Я вздрогнул и посмотрел на него. Я чувствовал, что улыбаюсь и ничего не мог с собой поделать.
— Значит — хороша, — скривив губу, протяжно сказал брат. — Она ведь спала с тобой, не так ли? Она роскошная женщина, даром что сестра, Вле… прости, Валера. Да ты не переживай так, Байрон со своей сестрой тоже грешил. Не переживай. У нас, у великих, все можно.
— Ты — великий? — тихо и зло спросил я.
— Нет, — брат усмехнулся. — Конечно, нет. Но был бы им обязательно в веке этак в девятнадцатом. Ну может быть еще в начале двадцатого. А сейчас это ни к чему, все по-другому. Я великий сам по себе, в одиночку, понимаешь?
— Нет.
— Ладно, потом. Сегодня я на работе. Мы как-нибудь заедем ко мне домой и поболтаем. Да, сестра тебе деньги давала?
Я кивнул головой.
— И ты взял?
Глядя на эти пальцы, ловко орудующие ножом и вилкой, я опять кивнул.
— Это зря, Валерик. Помнишь Урию и Гипию? — ты ведь сам их создал, сам. А теперь ты должен построить другой мир — тоже сам. Поверь мне, это увлекательно. А Лина, она просто добрая девочка. У нее полно чужих денег, и она любит ими угощать. Так что не бери у нее — ты же мужчина. И у меня не проси — я точно не дам. Делай их сам, ты Ромеев.
— А ты? — зачем-то спросил я.
— И я. Но другой. Ну, мне пора, я подброшу тебя к метро. Ты ведь на метро ездишь, я не ошибся?
Он высадил меня на Пушкинской. В глаза мне било яркое зимнее солнце. Я посмотрел вслед его белой машине.
— Катись ты, — пробормотал я, — катись…
Я пошел вниз по Тверской улице, рассматривая магазины, рекламы, людей. По дороге я купил себе солнцезащитные очки и две бутылки пива.
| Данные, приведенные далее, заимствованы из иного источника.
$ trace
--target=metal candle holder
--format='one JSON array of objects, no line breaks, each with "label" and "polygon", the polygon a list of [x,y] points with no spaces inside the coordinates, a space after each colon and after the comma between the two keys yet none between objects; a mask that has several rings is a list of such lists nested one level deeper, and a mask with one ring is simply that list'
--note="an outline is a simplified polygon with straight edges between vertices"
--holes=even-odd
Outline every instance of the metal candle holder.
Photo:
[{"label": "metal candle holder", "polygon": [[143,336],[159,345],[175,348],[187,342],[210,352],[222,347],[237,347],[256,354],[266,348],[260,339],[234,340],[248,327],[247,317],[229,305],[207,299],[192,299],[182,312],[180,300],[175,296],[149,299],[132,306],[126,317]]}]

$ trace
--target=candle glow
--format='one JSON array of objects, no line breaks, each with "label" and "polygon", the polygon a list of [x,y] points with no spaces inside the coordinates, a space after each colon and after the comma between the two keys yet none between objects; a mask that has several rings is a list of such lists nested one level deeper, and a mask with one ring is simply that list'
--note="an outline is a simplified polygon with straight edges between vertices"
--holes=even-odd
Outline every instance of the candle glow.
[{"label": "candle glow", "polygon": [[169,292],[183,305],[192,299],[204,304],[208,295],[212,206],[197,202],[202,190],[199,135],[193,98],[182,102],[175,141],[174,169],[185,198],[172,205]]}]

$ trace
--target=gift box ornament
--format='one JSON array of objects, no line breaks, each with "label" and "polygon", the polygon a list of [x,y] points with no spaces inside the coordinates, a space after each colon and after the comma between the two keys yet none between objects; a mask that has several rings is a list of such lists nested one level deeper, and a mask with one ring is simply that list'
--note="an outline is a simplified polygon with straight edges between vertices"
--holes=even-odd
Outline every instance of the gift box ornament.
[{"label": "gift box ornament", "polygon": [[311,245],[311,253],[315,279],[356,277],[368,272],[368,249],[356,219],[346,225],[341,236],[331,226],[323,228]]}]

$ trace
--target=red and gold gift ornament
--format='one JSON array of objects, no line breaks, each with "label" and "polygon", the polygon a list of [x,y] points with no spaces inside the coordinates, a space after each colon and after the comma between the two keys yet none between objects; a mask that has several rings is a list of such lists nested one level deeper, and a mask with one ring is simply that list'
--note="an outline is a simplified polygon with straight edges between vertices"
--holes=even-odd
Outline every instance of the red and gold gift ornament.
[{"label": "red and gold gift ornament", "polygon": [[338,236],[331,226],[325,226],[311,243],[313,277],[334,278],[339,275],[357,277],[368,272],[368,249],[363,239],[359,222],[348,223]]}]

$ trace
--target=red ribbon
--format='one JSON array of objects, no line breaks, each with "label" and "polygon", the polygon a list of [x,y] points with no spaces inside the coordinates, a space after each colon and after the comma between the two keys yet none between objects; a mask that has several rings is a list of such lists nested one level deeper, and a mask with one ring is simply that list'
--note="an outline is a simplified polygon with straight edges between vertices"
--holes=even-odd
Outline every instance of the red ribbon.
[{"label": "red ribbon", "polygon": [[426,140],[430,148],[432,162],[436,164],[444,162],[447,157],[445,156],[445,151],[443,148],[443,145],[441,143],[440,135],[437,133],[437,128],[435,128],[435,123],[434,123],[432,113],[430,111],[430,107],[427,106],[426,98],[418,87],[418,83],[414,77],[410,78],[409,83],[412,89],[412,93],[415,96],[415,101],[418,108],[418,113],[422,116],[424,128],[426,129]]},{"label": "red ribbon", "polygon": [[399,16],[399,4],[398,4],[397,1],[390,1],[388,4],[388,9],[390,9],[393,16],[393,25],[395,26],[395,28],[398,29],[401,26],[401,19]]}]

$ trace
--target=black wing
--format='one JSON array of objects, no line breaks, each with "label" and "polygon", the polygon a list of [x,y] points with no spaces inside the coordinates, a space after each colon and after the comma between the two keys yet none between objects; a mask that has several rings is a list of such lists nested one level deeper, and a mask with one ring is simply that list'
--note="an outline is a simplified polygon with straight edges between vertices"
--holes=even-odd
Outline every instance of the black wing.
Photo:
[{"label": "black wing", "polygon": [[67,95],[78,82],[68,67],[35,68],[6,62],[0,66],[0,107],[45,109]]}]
Лине я не звонил. В марте я истратил все оставшиеся деньги и отправился на Арбат, но там было еще холодно, морозно и никто не хотел позировать. Потом я снова приехал в Сокольники и зашел к сестре — она была дома и сразу приготовила обед. «Ты не уйдешь, — спрашивала она, глядя, как я ем, — не уйдешь?» «Я пришел поесть», — хотел, издеваясь, сказать я, но промолчал. Лина расстелила постель и уложила меня, раздевая как маленького. Ночью мы спали, тесно прижавшись друг к другу, а утром повторилось то, что случилось раньше.
Я часто встречался с ней в марте. Мы почти не разговаривали, понимая, что время не усыпить. Мы сразу начинали заниматься тем, чем хотели, словно от этой безумной искренности быстрее наступит покой. Но ничего не происходило. Зима кончалась, и вместе с весной приближался бодрый соблазнительный мир новых событий. Брата я не видел — мне не хотелось встречаться с ним сейчас. Позвонив родителям, я ничего им не сказал, да они и не спрашивали.
Я перестал ездить к ней в апреле.
8
После университетских лекций я надевал старую потертую куртку, рюкзак с этюдником, бумагой, пастелью и карандашами и отправлялся на Арбат, чаще всего к квадратным колоннам театра Вахтангова, куда с первым весенним солнцем переместились портретисты из подземного перехода. Я садился на раскладное пляжное кресло и ждал, с пивом или сигаретой. Я научился говорить вежливые фразы на трех-четырех языках, приглашал, предлагал, завязывал знакомства и делал комплименты любым девушкам только для того, чтобы их нарисовать.